Some papers in recent years stopped their own printing all together. The Fort Wort Star-Telegram, for example, is printed by The Dallas Morning News at its plant in Plano, Texas, nearly an hour away from Forth Worth.

The Cincinnati (Ohio) Enquirer, meanwhile, prints at the Columbus Dispatch’s plant, which is an hour-and-a-half away.

Closer to home, The New Orleans Advocate is trucked in every morning before dawn from Baton Rouge.

Not too soon after The Picayune’s presses turn off, the nearly 50-year-old plant with its landmark clock tower will go dark as well.

The majority of the news and advertising staff moved to new offices at the top of One Canal Place in late 2012.

Since then, a small number of copy editors who edit stories and design pages did so from the Picayune plant.
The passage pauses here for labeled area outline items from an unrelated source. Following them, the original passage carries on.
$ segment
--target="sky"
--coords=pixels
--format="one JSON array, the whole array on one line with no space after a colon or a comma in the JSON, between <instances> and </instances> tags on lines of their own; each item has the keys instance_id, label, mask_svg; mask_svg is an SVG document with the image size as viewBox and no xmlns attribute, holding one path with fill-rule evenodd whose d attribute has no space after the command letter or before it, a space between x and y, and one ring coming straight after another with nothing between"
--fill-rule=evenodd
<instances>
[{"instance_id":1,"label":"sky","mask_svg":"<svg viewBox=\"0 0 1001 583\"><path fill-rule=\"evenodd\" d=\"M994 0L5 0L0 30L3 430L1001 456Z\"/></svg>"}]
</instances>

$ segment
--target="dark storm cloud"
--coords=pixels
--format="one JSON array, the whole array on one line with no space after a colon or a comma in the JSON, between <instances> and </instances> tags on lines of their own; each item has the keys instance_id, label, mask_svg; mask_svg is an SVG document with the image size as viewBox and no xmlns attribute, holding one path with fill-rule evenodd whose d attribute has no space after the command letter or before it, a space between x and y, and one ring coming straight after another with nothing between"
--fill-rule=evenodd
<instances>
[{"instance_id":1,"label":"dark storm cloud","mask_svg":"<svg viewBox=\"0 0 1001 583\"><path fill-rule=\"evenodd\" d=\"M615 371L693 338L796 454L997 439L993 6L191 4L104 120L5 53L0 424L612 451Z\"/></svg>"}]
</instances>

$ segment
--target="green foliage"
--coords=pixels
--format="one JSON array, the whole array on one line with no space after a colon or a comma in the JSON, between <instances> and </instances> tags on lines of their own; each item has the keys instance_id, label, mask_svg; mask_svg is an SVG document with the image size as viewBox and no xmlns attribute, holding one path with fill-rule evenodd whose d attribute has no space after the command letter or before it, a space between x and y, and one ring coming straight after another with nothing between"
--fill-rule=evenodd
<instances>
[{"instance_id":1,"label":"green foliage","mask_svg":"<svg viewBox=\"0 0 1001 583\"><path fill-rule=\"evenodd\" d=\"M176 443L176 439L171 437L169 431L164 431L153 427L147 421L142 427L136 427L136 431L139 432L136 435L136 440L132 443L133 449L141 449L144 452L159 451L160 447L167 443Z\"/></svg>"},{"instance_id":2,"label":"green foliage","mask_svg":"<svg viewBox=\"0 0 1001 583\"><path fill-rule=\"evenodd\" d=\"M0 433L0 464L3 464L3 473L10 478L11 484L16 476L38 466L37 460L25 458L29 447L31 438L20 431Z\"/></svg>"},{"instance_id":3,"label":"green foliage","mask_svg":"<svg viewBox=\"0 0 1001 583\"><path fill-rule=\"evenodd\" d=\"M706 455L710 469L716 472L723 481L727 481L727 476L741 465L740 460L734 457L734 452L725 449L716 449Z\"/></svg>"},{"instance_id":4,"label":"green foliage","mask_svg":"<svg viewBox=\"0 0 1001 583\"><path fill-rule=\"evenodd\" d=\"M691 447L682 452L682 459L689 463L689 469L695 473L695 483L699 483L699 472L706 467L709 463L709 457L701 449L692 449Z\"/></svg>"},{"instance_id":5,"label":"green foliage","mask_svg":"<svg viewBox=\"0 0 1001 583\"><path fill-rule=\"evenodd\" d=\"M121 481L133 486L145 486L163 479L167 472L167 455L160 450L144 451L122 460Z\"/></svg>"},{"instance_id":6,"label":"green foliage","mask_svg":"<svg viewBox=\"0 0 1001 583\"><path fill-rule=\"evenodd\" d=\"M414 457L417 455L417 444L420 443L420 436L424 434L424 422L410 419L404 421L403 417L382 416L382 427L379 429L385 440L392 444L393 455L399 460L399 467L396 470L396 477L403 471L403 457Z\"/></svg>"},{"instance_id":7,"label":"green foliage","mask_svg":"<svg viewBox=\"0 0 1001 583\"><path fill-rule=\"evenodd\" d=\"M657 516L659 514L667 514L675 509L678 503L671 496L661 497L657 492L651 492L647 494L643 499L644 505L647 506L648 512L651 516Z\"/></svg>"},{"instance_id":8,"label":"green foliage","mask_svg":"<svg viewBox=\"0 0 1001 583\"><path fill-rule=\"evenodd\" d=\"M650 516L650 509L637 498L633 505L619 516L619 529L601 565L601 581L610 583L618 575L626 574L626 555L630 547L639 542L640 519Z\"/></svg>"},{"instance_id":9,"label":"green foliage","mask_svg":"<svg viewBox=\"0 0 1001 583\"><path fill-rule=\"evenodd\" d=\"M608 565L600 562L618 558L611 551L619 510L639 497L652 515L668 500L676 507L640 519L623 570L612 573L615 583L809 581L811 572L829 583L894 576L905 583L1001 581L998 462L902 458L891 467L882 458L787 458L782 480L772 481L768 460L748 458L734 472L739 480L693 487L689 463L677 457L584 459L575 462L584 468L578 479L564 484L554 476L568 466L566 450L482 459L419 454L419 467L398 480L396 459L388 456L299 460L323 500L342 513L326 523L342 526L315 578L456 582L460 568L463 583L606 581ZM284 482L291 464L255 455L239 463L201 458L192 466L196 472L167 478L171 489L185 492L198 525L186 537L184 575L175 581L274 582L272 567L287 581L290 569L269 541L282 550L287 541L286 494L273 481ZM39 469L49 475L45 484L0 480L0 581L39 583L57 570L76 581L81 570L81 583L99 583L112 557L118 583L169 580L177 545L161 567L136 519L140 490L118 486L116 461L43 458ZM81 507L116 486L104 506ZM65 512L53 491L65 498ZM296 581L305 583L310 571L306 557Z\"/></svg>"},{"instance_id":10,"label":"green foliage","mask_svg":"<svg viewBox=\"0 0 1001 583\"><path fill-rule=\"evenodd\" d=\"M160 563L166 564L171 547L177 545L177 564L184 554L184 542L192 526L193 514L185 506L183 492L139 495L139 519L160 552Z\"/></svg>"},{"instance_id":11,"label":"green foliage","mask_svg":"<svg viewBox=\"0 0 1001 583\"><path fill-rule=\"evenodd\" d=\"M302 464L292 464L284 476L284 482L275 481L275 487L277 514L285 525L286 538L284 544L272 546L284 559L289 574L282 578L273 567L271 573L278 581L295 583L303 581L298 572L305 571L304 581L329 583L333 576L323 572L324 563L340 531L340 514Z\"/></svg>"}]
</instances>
But in recent weeks, they too left the building and moved to renovated office space at the paper’s former East Jefferson bureau on the I-10 service road in Metairie.

That staff will also design the pages of the Mobile Press-Register, Birmingham News, Huntsville Times and Mississippi Press, all sister papers.

After printing moves to Alabama, the pressmen whose job it was to operate the presses will have one final assignment: disassembling the machines, completed in the late 1980s, that were responsible for bringing readers the biggest headlines of the last quarter century.

Lorando did not respond to a request for comment about what the future holds for the building. But on nola.com he wrote that work continues in regard to that.

“We began exploring options for the Howard Avenue building when we announced the move to a regional printing plan in October 2014, and continue to do so. The building will remain the property of NOLA Media Group and work will continue at the site for the next several months while the presses are decommissioned.”